FAHRETTİN KOCA KONGRELERE SUSKUN
Fahrettin Koca cenaze törenindeki görüntüler için kerhen bir özür dilemek mecburiyetinde kaldı ama AK Parti kongrelerindeki görüntüler için tek kelime edemedi. Fahrettin Koca’nın böyle davranması çok normal.
Çünkü Cumhurbaşkanlığı Hükümet Sistemi içinde bakanlarımız, sadece ve sadece Tayyip Erdoğan’a hizmet etmek ile sorumlular. Onun arzuları veya davranışlarına karşı herhangi bir fikir beyan etme hakkına sahip değiller.
Mahcup bile olsalar istifa müessesesini kullanmaya cesaret edemedikleri için bu şekilde hareket ediyorlar. Fahrettin Koca tek örnek değil.
1 MİLYON DOZ ÜCRETSİZ AŞININ 12 MİLYON DOLARA FATURALANDIRILMASI
Bu arada 1 milyon doz ücretsiz gelen aşının 12 milyon dolara faturalandırılması konusunu ticari sır olarak değerlendirip saklamasını çok ayıpladım ve bir rezalet olarak görüp dinledim. Bir Sağlık Bakanının aşı fiyatını ticari sır olarak görüp halktan gizlemesi tam bir rezalet. Bu mümessil olan şirketin de çok şeffaf şekilde kamu ile faaliyetlerini paylaşıp kim olduğunun ortaya çıkarılması lâzım.
Türkiye’de dolar hareketleri ekonomiye bağlı olduğu kadar, halkın psikolojisine de bağlı. Ekonomik temeller sağlam değil. Faiz artışlarına rağmen, dış ticaret açığındaki sıkıntılarımız dolayısıyla, dolara olan talebin devam etmesi söz konusu. Dış ticaretin haricinde halkımız da doları aynı zamanda ekonomik olarak bir sığınma aracı olarak görüyor. Berat Albayrak’ın ortaya çıkacağı ve yeni bir görevlendirme ile taltif edileceğinin anlaşılmasının yanı sıra, Gara hadisesi ve dış politikadaki gelişmeler eşliğinde doların yukarı yönlü hareketinin devam edeceği âşikâr.
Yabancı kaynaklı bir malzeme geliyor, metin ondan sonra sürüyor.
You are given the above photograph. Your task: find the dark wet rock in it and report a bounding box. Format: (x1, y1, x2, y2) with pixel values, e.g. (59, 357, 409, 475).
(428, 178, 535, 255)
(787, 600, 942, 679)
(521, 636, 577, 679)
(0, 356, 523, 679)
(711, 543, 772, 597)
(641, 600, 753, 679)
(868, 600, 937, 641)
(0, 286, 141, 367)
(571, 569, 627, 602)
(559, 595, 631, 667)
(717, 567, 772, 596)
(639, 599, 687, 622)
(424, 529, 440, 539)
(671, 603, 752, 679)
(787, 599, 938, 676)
İSRAFI KESMEZLER, VERGİLERİ ARTIRIRLAR
Sözcü gazetesinden Nedim Türkmen, kurumlar vergisinin geçmiş yılı da kapsayan bir düzenleme ile %22'den %29.8’e yükseltileceğini yazdı. Naci Akbal’ın Merkez Bankası, Lütfi Elvan’ın da Maliye Bakanlığına getirildiği günlerde bunun böyle olacağını söylemiştik. Yapacakları tek şey vergileri artırmaktır. İsrafı hiçbir şekilde kesemezler. İsrafı kesemeyecekleri için de yatırımları büyük ölçüde durduracaklar. Esas itibarıyla cari harcamaları için vergileri artıracaklar. Bugünkü hükûmetin yapabileceği başka hiçbir şey yoktur. Bu böyle gidecektir. Bu iktidar kaldığı müddetçe yüksek enflasyon ve yüksek vergilerle devam edeceğiz.
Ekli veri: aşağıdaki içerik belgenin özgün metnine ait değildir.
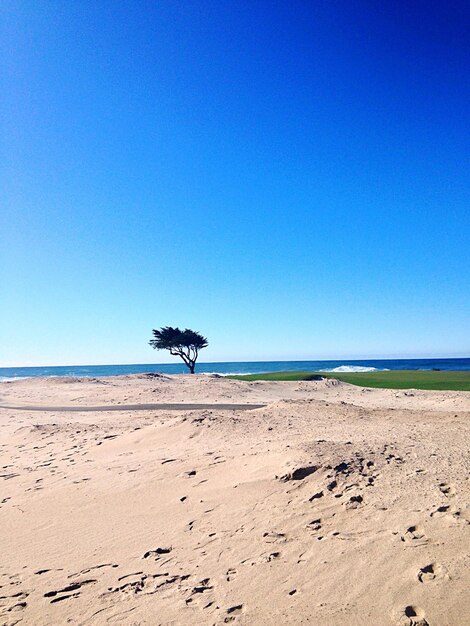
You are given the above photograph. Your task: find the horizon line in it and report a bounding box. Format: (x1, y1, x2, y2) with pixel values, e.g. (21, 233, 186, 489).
(1, 354, 470, 369)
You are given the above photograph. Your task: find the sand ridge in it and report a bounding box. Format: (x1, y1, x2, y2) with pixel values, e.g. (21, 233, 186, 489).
(1, 374, 469, 625)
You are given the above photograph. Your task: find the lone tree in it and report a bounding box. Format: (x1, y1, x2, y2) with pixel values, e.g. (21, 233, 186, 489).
(149, 326, 208, 374)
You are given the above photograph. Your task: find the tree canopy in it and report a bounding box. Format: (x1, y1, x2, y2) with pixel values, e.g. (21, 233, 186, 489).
(149, 326, 208, 374)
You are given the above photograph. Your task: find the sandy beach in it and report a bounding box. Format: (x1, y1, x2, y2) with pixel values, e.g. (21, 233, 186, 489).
(1, 374, 469, 625)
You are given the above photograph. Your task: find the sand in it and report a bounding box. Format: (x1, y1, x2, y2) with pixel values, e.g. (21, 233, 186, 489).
(1, 374, 469, 625)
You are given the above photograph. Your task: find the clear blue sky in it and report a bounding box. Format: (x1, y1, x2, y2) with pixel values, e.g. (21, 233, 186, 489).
(1, 0, 469, 366)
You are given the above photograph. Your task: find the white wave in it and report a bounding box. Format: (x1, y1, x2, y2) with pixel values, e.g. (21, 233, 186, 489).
(0, 376, 31, 382)
(319, 365, 388, 373)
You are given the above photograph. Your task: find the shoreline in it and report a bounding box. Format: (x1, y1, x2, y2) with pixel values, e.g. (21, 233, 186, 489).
(1, 356, 470, 383)
(2, 367, 470, 391)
DEDEAĞAÇ'TAKİ ABD ÜSSÜ VE YPG'YE EĞİT-DONAT MODELİ MÜNFERİT HADİSELER DEĞİL
Yunanistan’ın Dedeağaç’ta ABD’nin üs yapılanmasına gideceği ve Suriye’de PKK uzantısı YPG’ye eğit donat modeli uygulayacağı yönünde bir takım haberler var. Bunları münferit haber olarak değerlendirmemek lâzım. NATO’nun Suriye’de ve Irak’ta daha aktif olacağı haberleri çok önemli. İki yıldır Suriye’deki ABD ve Fransız varlıkların NATO kapsamına alınmasının, Türkiye’nin menfaatine olacağını söyleyip duruyordum. Zira biz, NATO’nun asli üyesiyiz. Eğer Suriye ve Irak’ın kuzeyindeki ABD ve Fransız varlıkları münferit varlık olarak kalacaklarına, NATO kapsamına alınırsa ve aynı zamanda biz o bölgedeki NATO’nun eş başkanlığını alırsak ( Afganistan’da , Bosna’da ve özellikle Somali’de olduğu gibi) bu bizim için çok daha kontrol edilebilir olur.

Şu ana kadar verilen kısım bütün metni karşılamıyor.